Is there a negative philosophy, like negative theology? Where it’s apophatic? Where it’s all about what it’s not?

 

How can you be anti-philosophy? Philosophy’s, like, everything. Not to do philosophy is still to do philosophy – that’s the philosophical trap.

 

Anti-philosophy. Someone French is bound to have thought of it in, like, 1912. They’re so far ahead.

Look it up.

Fuck, there’s loads of stuff on anti-philosophy. It was all the rage in France in the ‘70s.

Typical.

There’s some guy who gave up philosophy for … sailing. He’s written a whole treatise on it. sailing and antiphilosophy.

Wow.

We’re always too late. 

What about non-philosophy, then?

That’s taken – come on. There’s a whole school of non-philosophy. Don’t you know that?

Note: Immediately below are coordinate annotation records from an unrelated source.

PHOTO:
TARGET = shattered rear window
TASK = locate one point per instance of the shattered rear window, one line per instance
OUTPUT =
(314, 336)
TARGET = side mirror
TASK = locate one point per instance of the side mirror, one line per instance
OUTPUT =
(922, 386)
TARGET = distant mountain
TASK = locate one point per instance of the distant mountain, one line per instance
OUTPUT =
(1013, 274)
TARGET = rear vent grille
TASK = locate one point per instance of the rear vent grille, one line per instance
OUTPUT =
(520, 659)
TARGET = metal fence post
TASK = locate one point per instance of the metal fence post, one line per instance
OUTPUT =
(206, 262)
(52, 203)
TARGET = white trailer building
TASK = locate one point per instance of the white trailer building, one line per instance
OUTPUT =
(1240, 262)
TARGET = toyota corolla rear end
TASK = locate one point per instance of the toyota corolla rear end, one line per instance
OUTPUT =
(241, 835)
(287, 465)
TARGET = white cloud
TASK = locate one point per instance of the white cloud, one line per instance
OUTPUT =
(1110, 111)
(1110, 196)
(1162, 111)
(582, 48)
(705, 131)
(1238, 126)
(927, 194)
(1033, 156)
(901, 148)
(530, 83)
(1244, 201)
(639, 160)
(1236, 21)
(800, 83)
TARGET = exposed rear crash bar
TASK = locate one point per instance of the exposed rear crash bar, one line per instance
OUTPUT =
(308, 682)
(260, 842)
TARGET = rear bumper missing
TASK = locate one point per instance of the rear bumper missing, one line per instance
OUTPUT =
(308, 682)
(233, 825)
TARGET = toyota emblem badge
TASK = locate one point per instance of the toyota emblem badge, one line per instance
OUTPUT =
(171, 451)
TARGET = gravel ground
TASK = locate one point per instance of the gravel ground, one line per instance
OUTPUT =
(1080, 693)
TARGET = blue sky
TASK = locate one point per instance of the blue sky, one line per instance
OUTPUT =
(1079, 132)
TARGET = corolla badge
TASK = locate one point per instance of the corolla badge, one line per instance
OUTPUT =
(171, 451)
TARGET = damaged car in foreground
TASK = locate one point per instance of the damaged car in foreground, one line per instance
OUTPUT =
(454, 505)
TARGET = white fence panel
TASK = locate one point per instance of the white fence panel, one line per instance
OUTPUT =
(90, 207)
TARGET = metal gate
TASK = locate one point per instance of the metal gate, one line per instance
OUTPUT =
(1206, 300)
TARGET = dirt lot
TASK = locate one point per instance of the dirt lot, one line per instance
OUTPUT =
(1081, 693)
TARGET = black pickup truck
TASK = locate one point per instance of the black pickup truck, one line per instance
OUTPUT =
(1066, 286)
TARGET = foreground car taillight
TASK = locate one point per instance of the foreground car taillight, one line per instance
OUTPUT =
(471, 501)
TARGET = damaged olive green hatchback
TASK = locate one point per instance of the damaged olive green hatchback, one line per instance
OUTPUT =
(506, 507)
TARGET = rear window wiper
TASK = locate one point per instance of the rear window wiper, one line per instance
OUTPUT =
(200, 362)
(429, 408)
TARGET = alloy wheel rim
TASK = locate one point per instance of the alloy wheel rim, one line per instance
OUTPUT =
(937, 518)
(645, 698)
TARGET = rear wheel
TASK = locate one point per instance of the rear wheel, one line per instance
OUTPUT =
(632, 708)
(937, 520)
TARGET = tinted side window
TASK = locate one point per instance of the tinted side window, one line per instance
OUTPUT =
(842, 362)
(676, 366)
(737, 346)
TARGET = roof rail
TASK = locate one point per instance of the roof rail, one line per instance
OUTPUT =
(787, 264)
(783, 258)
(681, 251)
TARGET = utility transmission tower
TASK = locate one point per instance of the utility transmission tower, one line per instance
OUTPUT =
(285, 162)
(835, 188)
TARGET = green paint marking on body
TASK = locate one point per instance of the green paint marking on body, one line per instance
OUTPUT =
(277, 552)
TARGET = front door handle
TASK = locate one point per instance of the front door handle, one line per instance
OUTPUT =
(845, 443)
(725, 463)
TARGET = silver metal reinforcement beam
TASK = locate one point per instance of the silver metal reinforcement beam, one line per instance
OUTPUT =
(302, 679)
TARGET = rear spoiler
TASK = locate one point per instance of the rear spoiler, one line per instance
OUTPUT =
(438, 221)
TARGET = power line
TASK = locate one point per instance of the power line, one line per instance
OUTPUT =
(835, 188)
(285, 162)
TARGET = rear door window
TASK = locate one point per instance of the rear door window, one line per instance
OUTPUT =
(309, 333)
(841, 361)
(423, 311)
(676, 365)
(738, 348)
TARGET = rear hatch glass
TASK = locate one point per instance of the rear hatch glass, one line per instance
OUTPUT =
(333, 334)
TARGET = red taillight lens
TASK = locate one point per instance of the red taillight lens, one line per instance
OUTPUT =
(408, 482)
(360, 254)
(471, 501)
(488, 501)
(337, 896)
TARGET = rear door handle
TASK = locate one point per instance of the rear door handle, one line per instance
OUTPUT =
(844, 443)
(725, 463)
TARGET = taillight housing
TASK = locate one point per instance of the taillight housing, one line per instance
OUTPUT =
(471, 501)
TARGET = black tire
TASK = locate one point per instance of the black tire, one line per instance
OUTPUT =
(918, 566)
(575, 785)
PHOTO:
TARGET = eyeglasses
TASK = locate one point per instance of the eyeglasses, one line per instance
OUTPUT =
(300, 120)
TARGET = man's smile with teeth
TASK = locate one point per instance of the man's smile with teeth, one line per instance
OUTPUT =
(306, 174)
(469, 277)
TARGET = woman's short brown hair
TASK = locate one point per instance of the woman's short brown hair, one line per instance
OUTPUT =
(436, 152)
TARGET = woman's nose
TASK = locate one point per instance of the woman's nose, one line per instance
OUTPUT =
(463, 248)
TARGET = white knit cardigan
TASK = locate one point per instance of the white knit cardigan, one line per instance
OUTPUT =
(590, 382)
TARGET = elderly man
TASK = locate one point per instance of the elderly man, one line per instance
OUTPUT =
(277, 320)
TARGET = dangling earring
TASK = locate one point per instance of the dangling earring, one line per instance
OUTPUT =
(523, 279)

What about hyperphilosophy?

That’s not bad …

Or ultraphilosophy. Surphilosophy … like surrealism. Where Sur means beyond.

People would be expecting things from a movement called Surphilosophy. We need to lower their expectations. This is a fuck up philosophy. A philosophy for the fucked up. Philosophy that isn’t philosophy. That’s not quite philosophy. Not even anything.

Not even philosophy: that’s a name.

Do you think?

Not even philosophy … look that up.

 

Imagining it. A whole not-even-philosophy movement.

Would it mean we have do things? Like, work at anything? Run a not-even philosophy journal? A society? Hold conferences. Run some not even philosophy series for a publisher?

Fuck that. You shouldn’t have to do stuff if you’re not-even-philosophers. It should be like, slacker philosophy. Where it’s not about arguments, or theses, or positions, or being for or against anything.

What about ontology?

Not even that.

Metaphysics?

Not even that.

Ethics?

Not even that. Not even anything. Not even philosophy.

Just being lazy useless bastards, then.

It’s more like some suspension of philosophy: that’s how I  think of it. Where we lay down the usual philosophical tools.

Where we get drunk together, in other words.

No, not even that.

Where we hang out.

Not even that.

Where we don’t organise anything. Just sit on the fucking beach.

Maybe.

 

Would we become the latest thing? Would word spread through the more alert postgraduates? Through the more vibrant postdocs? For MA students looking for something really transgressive? Would blurred photos of us circulate on the net?